Last year I had to share my 10%. I’ve struggled with porn from 8 or 9 years old (I’m 32 now). More than 20 years with that and more than 10 years asking God to do something. Finally, last year the bottom fell. I harm my wife, my sister in law, my mother in law and my father’s church. The confession opened the door for the healing because everyone forgave me, including my wife. But the truth is that the trust doesn’t get back easy. I still struggle with that, for example, I can’t stay alone late at night with a TV near because ‘it’ calls me. I’ve learned to get myself out of risk but it is hard. I’m not totally ‘healed’, I know, but I’m on my way.
My wife is really ok now, but she’s always alert, praying for me, not letting me get into risk situations, etc.
It is really hard brother. I’m praying for your home. God can heal anything and you know it, but it is not automatically. It takes time and effort. You’re not alone in this, I can tell you that much!
And even though this time is really hard, brother, I can tell you now that the best way to defeat secret sin is taking them out of the secret safety zone.
If I can help you in any way, this is my email: iglesiah3o@yahoo.com
Love and peace, brother!
We have all admitted that the last 10 percent is difficult to share. The question I ask myself is “WHY?” I do wonder if it is because we may be too worried of looking like a failure. I wonder if we are concerned of being disqualified as a spiritual leader. I wonder if we are so concerned with how people will look at us when we become transparent. Man, this is a wake up call. How many men and women are there.

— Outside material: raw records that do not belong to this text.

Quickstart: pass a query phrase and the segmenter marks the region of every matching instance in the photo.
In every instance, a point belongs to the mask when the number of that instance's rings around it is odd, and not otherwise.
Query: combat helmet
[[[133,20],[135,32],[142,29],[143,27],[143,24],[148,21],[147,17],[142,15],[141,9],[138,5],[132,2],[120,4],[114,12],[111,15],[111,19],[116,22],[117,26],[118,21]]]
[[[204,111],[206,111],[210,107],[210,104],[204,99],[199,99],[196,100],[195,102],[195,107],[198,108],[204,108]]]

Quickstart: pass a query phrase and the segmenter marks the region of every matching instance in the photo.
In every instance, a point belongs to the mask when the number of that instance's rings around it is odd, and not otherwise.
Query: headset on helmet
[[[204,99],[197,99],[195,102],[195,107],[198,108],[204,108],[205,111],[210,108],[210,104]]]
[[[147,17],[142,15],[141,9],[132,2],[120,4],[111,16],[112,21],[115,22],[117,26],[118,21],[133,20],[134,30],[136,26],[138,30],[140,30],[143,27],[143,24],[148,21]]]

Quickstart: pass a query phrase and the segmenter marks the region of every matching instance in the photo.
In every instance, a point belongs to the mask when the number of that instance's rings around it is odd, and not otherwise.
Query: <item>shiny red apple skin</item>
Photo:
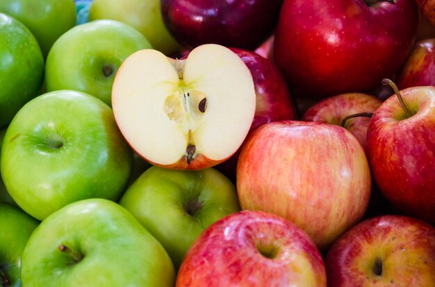
[[[272,258],[263,252],[271,251]],[[272,251],[273,250],[273,251]],[[284,218],[244,211],[213,223],[197,238],[177,286],[325,286],[325,264],[309,236]]]
[[[248,136],[265,123],[295,119],[296,112],[291,94],[282,73],[277,66],[254,52],[235,48],[230,49],[247,65],[254,80],[256,103]],[[241,146],[231,157],[215,166],[233,182],[240,149]]]
[[[367,94],[340,94],[318,101],[305,112],[302,120],[341,125],[346,116],[361,112],[372,113],[381,103],[379,98]],[[359,116],[345,122],[344,128],[358,139],[364,150],[370,121],[370,117]]]
[[[344,128],[320,122],[259,127],[242,148],[236,177],[243,210],[288,219],[322,251],[362,218],[371,189],[356,139]]]
[[[435,87],[401,90],[376,110],[367,130],[372,174],[385,197],[404,214],[435,223]]]
[[[413,0],[285,0],[275,62],[307,97],[369,91],[405,62],[418,21]]]
[[[202,44],[254,50],[273,32],[283,0],[162,0],[163,21],[192,49]]]
[[[334,243],[325,264],[330,287],[432,287],[435,228],[408,216],[370,218]]]
[[[400,89],[435,86],[435,38],[416,43],[408,60],[396,76],[395,83]]]

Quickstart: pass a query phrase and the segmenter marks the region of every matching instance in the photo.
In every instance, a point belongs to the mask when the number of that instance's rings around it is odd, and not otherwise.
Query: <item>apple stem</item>
[[[400,94],[400,92],[399,91],[399,88],[397,88],[397,86],[394,83],[394,82],[393,82],[390,79],[386,79],[386,79],[382,80],[382,85],[384,85],[384,86],[386,86],[388,85],[390,87],[391,87],[391,88],[393,89],[393,90],[395,93],[396,96],[397,96],[397,99],[399,100],[399,103],[400,103],[400,105],[402,106],[402,109],[403,110],[403,111],[405,113],[406,117],[407,118],[409,118],[409,117],[412,116],[412,114],[411,114],[411,112],[409,112],[409,110],[408,110],[408,107],[407,107],[407,105],[405,105],[405,102],[403,101],[403,98],[402,97],[402,95]]]
[[[371,118],[372,116],[373,116],[373,113],[372,112],[359,112],[356,114],[350,114],[349,116],[345,116],[344,119],[343,119],[343,121],[341,121],[341,124],[340,125],[341,125],[342,127],[345,127],[345,124],[346,123],[346,121],[347,121],[349,119],[352,119],[352,118],[356,118],[359,116],[366,116],[368,118]]]
[[[83,259],[83,254],[81,254],[80,252],[74,250],[74,249],[71,249],[67,247],[66,245],[64,245],[63,244],[60,244],[58,246],[58,248],[59,248],[59,250],[60,250],[62,252],[64,252],[69,255],[71,258],[72,258],[74,261],[77,263],[80,262],[81,259]]]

How many are out there just waiting for someone to just get up there and begin speaking the whole truth so all can come out?

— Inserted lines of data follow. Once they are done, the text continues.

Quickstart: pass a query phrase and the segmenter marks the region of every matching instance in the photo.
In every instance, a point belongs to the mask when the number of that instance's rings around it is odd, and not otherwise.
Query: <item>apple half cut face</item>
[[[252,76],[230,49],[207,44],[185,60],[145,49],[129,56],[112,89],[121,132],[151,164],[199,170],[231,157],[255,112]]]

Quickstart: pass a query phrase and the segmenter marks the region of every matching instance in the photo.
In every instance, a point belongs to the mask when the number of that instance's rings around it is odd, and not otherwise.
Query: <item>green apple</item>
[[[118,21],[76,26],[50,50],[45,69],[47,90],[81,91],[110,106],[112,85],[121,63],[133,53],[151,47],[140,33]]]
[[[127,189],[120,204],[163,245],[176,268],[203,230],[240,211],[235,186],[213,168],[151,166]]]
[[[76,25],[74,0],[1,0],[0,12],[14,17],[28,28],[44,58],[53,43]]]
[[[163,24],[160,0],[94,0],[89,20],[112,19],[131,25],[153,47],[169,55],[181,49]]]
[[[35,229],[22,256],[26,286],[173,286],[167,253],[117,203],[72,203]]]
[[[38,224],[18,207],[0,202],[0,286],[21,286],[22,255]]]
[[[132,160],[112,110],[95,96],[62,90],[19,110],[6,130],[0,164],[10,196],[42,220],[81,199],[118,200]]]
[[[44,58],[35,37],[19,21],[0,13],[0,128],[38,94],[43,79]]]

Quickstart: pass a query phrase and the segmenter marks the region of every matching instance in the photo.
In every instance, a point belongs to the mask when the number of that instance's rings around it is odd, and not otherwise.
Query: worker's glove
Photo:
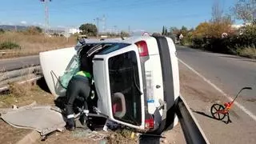
[[[74,126],[74,126],[74,117],[73,118],[68,118],[67,121],[66,121],[66,129],[68,130],[72,131],[72,130],[74,130]]]

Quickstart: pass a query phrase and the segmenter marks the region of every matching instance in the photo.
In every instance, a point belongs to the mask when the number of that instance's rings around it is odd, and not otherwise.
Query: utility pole
[[[102,18],[102,25],[103,25],[103,34],[105,33],[105,34],[106,34],[106,17],[105,14],[103,15]]]
[[[98,27],[98,23],[100,21],[99,18],[96,18],[96,19],[94,19],[94,21],[96,20],[96,26],[97,26],[97,38],[98,37],[98,31],[99,31],[99,27]]]
[[[44,6],[45,6],[45,34],[48,34],[49,30],[49,7],[48,4],[49,2],[51,2],[51,0],[40,0],[41,2],[43,2]]]

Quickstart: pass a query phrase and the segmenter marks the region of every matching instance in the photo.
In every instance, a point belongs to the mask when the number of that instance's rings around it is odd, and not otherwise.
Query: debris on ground
[[[31,105],[12,109],[1,114],[1,118],[10,125],[23,129],[38,131],[42,136],[64,129],[66,125],[62,115],[50,110],[49,106]]]

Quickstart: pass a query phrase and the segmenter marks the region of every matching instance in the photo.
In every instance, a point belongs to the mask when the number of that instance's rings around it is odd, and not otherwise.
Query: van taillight
[[[138,53],[140,57],[145,57],[149,55],[149,50],[147,49],[147,45],[145,41],[139,41],[135,42],[138,49]]]
[[[153,129],[154,128],[154,118],[145,119],[145,128]]]

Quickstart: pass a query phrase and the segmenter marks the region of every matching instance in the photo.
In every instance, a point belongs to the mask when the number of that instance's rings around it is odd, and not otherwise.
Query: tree
[[[165,35],[165,32],[166,32],[166,27],[162,26],[162,35]]]
[[[35,26],[35,29],[37,31],[38,31],[39,33],[42,33],[42,30],[41,29],[41,27],[39,26]]]
[[[256,10],[256,0],[239,0],[231,12],[237,19],[242,20],[245,23],[253,22],[253,12]]]
[[[85,23],[80,26],[80,34],[87,34],[88,36],[96,36],[98,34],[97,26],[92,23]]]
[[[121,34],[123,36],[123,37],[129,37],[130,34],[129,33],[126,32],[126,31],[121,31]]]
[[[188,33],[187,28],[185,26],[182,26],[180,30],[180,34],[182,34],[182,35],[186,37],[187,35],[187,33]]]
[[[0,34],[5,33],[5,30],[3,29],[0,29]]]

My friend was at a church service in Dayton, Ohio and the sermon was about confessing their sins. The pastor thought he was going to get people coming forward speaking of how they were slack on quiet times lately. They were surprised that the Holy Spirit started something rather unbelievable. The first guy came up and said, “I have been struggling with homosexuality for a long time and I don’t know why I cannot kick it.” This led to others coming forward like a husband who brought up his wife and wept as he admitted, “I beat my wife and I don’t want to do it anymore.” It was an amazing service and people walked out amazed by God’s grace. I am sure there were a few people that left church that day and commented in a judgmental way of those who confessed. For the most part, people praised God for his grace and mercy.

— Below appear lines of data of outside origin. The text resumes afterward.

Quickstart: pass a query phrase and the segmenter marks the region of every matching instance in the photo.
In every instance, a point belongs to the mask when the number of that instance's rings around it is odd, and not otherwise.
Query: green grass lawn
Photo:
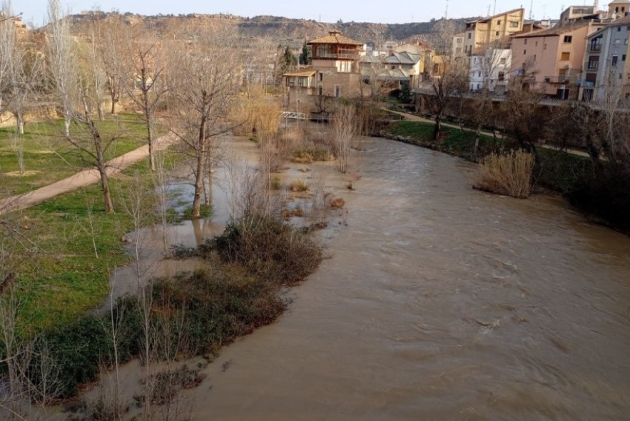
[[[95,184],[9,215],[27,228],[22,245],[14,250],[23,330],[39,331],[70,323],[103,303],[111,271],[131,261],[121,239],[133,230],[124,203],[131,203],[128,195],[137,190],[136,174],[146,193],[147,216],[142,225],[156,223],[147,167],[145,160],[110,179],[113,214],[104,212],[102,193]]]
[[[134,114],[110,116],[96,121],[104,141],[116,138],[106,157],[111,159],[142,146],[146,128]],[[21,194],[50,184],[77,171],[93,166],[93,160],[72,147],[63,136],[63,121],[31,123],[18,137],[14,127],[0,128],[0,197]],[[84,127],[73,124],[73,136],[89,138]],[[25,172],[19,165],[16,143],[24,151]]]

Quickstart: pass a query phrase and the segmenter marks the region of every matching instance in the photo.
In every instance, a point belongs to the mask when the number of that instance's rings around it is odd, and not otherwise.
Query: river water
[[[630,238],[559,198],[369,139],[289,311],[225,348],[194,419],[630,420]],[[334,169],[330,169],[332,179]]]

Maybe what can free us from our fear of sharing our 10 percent is wondering or knowing that it may expose our failures, but shine brighter on God’s mercy and grace. What if it takes us to admit first for others to come out and be free? What if what we think is the most unlikely information about us is the thing God wants to use the most? It is not unlike our God is it?
To:Sam
I hope that you get a chance to read this, my husband just admitted to me that he struggled and fell into the addiction to pornography and believe me that I did have a lot of negative thoughts going through my head about if he felt like I was not good enough and that sort of thing, but what helped me the most was strengthening my relationship with Jesus because her self worth can not be based on her relationship with you, it must be based on her relationship with Jesus and how He views her as loved and cherished, I don’t have the quick fix advice but if there is any way for you to help her and the relationship it’s to find a way to seek God and His healing each personally and together as husband and wife. Let me tell you that I love my husband and deeply and struggle to keep God first in my life b/c I love my husband that much and I have forgiven him and after seven years of marriage the past month has been the most intimate. And that might sound sad to you but I’m never been happier in my life. Hope that helps.